Cassandra is the right answer for a specific shape of problem: write-heavy, multi-region, time-series-friendly, eventual consistency tolerable. Outside that shape, it's the wrong answer. The reason it gets misused is that 'NoSQL scales' became a meme — actual fit is much narrower.

Advertisement

The sweet spot

Time-series-like data with predictable access patterns. Writes >> reads. Need multi-DC deployment with active-active writes. Tolerate read-your-own-writes anomalies of milliseconds-to-seconds. Examples: IoT telemetry, ad impression logs, audit trails, time-series metrics.

The wrong fit

Heavy ad-hoc queries (Cassandra is bad at joins, secondary indexes, aggregations).
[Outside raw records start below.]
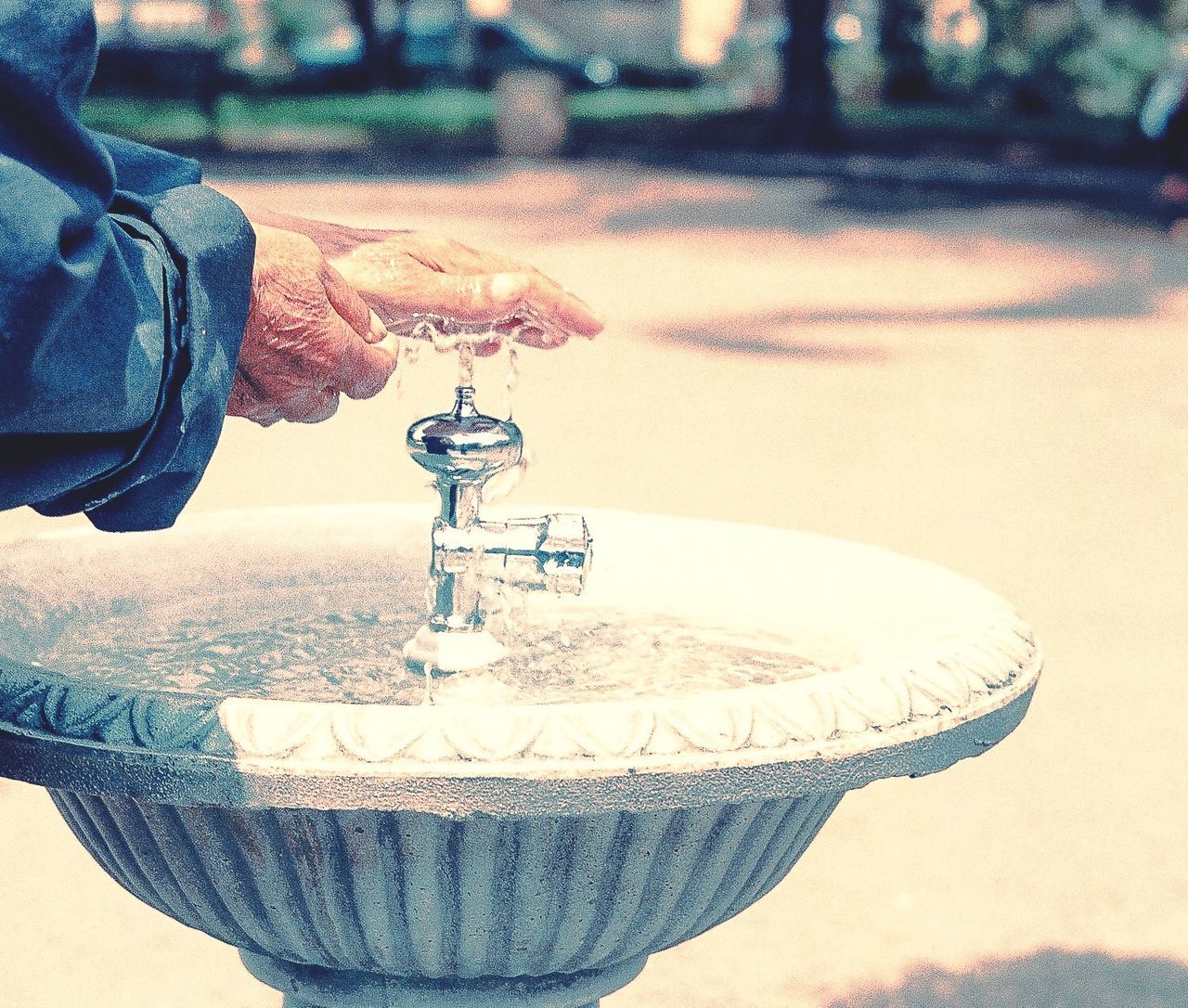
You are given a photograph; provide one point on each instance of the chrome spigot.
(463, 449)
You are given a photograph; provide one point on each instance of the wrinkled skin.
(328, 302)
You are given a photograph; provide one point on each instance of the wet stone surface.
(355, 656)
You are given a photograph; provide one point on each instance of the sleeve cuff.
(207, 248)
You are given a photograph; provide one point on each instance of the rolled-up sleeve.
(123, 291)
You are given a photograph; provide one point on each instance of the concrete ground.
(998, 389)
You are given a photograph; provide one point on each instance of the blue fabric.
(123, 291)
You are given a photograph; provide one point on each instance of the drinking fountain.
(463, 449)
(251, 725)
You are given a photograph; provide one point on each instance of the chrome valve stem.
(462, 449)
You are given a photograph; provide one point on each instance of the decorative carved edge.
(814, 716)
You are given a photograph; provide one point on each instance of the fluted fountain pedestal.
(224, 719)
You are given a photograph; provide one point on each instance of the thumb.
(347, 304)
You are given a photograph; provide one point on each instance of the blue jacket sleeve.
(123, 292)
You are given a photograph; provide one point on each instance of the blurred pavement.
(1002, 390)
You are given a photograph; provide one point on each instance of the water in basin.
(297, 646)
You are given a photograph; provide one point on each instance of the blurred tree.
(364, 15)
(806, 110)
(906, 77)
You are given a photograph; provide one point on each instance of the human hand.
(411, 278)
(309, 337)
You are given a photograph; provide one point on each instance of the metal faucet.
(463, 448)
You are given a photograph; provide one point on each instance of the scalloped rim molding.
(833, 715)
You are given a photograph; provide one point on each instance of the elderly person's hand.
(328, 300)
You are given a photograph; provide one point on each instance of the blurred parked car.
(441, 45)
(161, 46)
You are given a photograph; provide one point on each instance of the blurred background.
(1018, 83)
(906, 272)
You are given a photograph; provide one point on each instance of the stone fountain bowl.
(223, 717)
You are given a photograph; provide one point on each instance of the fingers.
(492, 296)
(310, 406)
(344, 300)
(368, 367)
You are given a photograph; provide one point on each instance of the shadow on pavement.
(1049, 978)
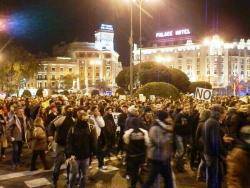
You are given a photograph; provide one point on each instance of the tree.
(102, 85)
(26, 93)
(39, 92)
(179, 79)
(68, 81)
(160, 89)
(17, 64)
(202, 84)
(120, 91)
(95, 92)
(154, 72)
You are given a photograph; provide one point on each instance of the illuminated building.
(213, 60)
(89, 63)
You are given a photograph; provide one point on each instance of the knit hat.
(162, 115)
(132, 109)
(245, 134)
(38, 122)
(217, 108)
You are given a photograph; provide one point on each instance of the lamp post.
(131, 49)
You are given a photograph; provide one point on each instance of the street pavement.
(114, 177)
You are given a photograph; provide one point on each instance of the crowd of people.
(155, 136)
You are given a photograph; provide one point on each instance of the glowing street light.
(3, 25)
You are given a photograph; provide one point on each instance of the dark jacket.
(182, 125)
(134, 137)
(60, 129)
(122, 121)
(238, 162)
(81, 140)
(133, 122)
(198, 136)
(161, 145)
(211, 135)
(2, 125)
(39, 139)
Strong consistency required (you can configure QUORUM but you pay latency). Small datasets (< 100 GB — Postgres is simpler). Frequent schema changes (Cassandra schemas are rigid).

Advertisement

Partition key design rules

Pick a partition key that gives you ~10K-1M rows per partition. Too small → operational overhead. Too large → hot partitions, slow reads. Use clustering keys for in-partition ordering. Never let one partition exceed ~100 MB.

Operational reality

Cassandra is unforgiving operationally — repair must run weekly to handle tombstones, compaction strategy must match access pattern (STCS for time-series, LCS for read-heavy), and JVM tuning matters. Plan for an SRE who knows it, or use a managed service (DataStax Astra, ScyllaDB Cloud).

ScyllaDB alternative

ScyllaDB is a C++ rewrite of Cassandra with the same API, ~3x throughput, no JVM. If you'd choose Cassandra, evaluate ScyllaDB first — it's a drop-in upgrade for almost all workloads.

Cassandra (or Scylla) for write-heavy, time-series, multi-region. Postgres for everything else under 1B rows.